I do think that Methos's desire to live is genuine, as far as he knows. I think this kamikaze impulse is based on subconscious desires that sporadically surface.

And I think that it's telling just how often Methos articulates his strong will to live, ("I still do.") as if he's trying to convince himself that it's genuine. Why does his will to survive have to be so strong - and so strongly articulated? What is he overcoming with it?

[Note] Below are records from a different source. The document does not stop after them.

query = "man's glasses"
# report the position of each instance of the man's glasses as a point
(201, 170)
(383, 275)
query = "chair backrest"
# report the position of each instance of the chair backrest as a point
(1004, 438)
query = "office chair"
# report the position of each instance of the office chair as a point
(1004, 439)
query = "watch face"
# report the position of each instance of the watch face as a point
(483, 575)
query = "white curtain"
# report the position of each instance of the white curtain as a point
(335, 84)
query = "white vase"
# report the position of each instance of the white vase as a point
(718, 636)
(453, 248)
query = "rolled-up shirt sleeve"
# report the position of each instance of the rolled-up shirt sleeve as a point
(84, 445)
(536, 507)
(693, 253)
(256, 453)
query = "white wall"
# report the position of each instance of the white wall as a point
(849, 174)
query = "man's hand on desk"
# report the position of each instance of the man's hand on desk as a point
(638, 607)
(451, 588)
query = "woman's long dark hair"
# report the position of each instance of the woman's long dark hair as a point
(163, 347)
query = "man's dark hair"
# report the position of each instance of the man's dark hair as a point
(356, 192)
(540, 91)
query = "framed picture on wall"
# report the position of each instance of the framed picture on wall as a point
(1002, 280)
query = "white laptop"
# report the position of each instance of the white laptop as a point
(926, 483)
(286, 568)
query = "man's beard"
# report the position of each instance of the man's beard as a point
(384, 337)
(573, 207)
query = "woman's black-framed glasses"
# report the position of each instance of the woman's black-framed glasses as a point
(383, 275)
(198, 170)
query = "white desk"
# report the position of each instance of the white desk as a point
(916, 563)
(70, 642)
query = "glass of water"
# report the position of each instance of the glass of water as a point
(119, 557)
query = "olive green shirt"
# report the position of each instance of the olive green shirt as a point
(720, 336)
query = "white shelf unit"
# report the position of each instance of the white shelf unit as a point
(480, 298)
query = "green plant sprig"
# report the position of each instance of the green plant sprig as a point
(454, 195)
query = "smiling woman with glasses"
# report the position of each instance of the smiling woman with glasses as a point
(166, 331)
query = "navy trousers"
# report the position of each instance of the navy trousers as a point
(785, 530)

Actions always speak louder than words, and Methos at least thrice in the series seems perfectly willing to be killed. The first time is when he offers his head to Duncan, discussed above. The second time is is when the crystal-hunting watchers capture him and are about to chop his head off. They tie his hands with *rope* and push on his shoulder to make him go to his knees and are generally unconvincing adversaries. Methos has already been exposed as an immortal, so these two who know his secret *have* to die. And don't tell me that a little rope will stop him. Yet when the killing stroke is about to come down, we see Methos squeeze his eyes shut.

This is not the resolve of a man about to strike and make his escape (and the only reason besides stupidity or a willingness to die that Methos wouldn't make them at least have to gather the resolve to shoot him first to stop his struggles before they behead him is that he has an escape plan). It's true the squeezed eyes could be a sign of Methos screwing up the resolve to execute a plan that involves killing, but they really do look like a man preparing for death. So that rules out escape plan; we already know that Methos isn't stupid, leaving only willingness to die. The third time is later on, after the Horsemen, when Cassandra moves to behead Methos, and he doesn't try at all to stop her. As discussed above, at that point, he would welcome death.

But Fenlings! you say. Methos always runs away from immortals! He's all "I don't like to fight." Well, yes, that's true. But I think he runs away from confrontation not because he's afraid he'll be beaten, but because he's afraid he'll *let himself* be beaten. I mean, the idea to offer Duncan his head just didn't come out of nowhere. At least unconsciously Methos knows that his will to survive isn't nearly as strong as he likes to pretend.

It seems strange that I'm realizing as I type this that the poster boy for survival (so much so that it's almost a caricature in fandom) actually has a death wish. But, at the risk of evoking maudlin Queen lyrics, you try living 5000 years and then see how healthy your psyche is.

Elastic immortal brains notwithstanding, heh.